(SM-2108) GCS & BigQuery storage setup

This page provides general guidelines on how to set up GCP Storage and Big Query to work with Datavard Storage Management.

Contents

1. GCP prerequisites

The entry point to GCP is https://console.cloud.google.com/. Log in with the company account.

1.1 Project

Select a project or create a new one

Overview of the project resources is always accessible by clicking on:

 

1.2 Service account

The key component for GCP access from the SAP system will be the Service account with the generated key in JSON format. Download the key file for authentication to GCP later in the configuration.

1.3 Storage bucket

The next step is the creation of a Storage bucket. At a minimum, the role of Storage Object Admin needs to be assigned to the Service account. Markdown the bucket name for later configuration.

1.4 BigQuery dataset

Similarly, the BigQuery dataset needs to be created with appropriate permissions (read/write) for the Service account.
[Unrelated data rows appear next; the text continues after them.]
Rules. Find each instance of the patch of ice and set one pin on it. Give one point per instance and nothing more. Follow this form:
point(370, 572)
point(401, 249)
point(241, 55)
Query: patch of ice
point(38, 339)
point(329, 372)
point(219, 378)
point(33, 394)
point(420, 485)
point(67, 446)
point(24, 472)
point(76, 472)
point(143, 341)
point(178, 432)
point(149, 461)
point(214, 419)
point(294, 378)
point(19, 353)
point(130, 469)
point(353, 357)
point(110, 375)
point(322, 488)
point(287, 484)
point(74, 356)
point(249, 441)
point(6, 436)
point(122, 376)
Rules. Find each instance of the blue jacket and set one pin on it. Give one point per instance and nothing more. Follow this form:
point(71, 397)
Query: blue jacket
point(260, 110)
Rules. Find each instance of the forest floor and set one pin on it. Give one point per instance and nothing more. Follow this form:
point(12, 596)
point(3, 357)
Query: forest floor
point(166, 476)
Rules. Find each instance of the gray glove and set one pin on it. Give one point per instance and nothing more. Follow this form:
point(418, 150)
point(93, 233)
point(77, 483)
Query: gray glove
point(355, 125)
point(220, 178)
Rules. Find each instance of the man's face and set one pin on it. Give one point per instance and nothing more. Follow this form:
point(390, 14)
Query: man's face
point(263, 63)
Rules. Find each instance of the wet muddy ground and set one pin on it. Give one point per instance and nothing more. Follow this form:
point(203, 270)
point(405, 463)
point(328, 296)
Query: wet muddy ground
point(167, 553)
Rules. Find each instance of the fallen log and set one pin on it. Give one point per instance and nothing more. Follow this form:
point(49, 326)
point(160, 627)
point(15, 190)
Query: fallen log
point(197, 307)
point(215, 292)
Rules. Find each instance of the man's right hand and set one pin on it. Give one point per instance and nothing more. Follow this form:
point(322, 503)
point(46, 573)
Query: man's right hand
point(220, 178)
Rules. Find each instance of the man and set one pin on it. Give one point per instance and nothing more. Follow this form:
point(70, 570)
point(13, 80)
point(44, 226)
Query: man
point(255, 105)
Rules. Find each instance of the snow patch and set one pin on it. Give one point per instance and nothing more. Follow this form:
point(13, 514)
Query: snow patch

The dataset name will be used later.
Datavard Java connector uses GC API to run any queries on BigQuery which require at least the BigQuery Job User and BigQuery Data Owner roles assigned to the service account.

2. SAP configuration

2.1 JSON key

Step one on the SAP side is to upload the GCP Service account key file (from step 1.2) to the application server. Standard path for sensitive files used by Datavard Java connector is /sapmnt/<SID>/global/security/dvd_conn. All information necessary for authentication is contained within. Access to the file should be limited to authorized personnel (through both operating system and SAP transactions).

2.2 Datavard Java connector

Java connector is a critical middle-ware component. Please follow the steps in this guide Java Connector Setup to set it up before you continue. 

2.2.1 Datavard Java connector GCP libraries

In addition to standard Datavard Java connector configuration, GCP libraries have to be used as a dependency in Java Connector Setup.

If the library is missing, please contact the Datavard representative for further instructions on how to load the library bundle to the system.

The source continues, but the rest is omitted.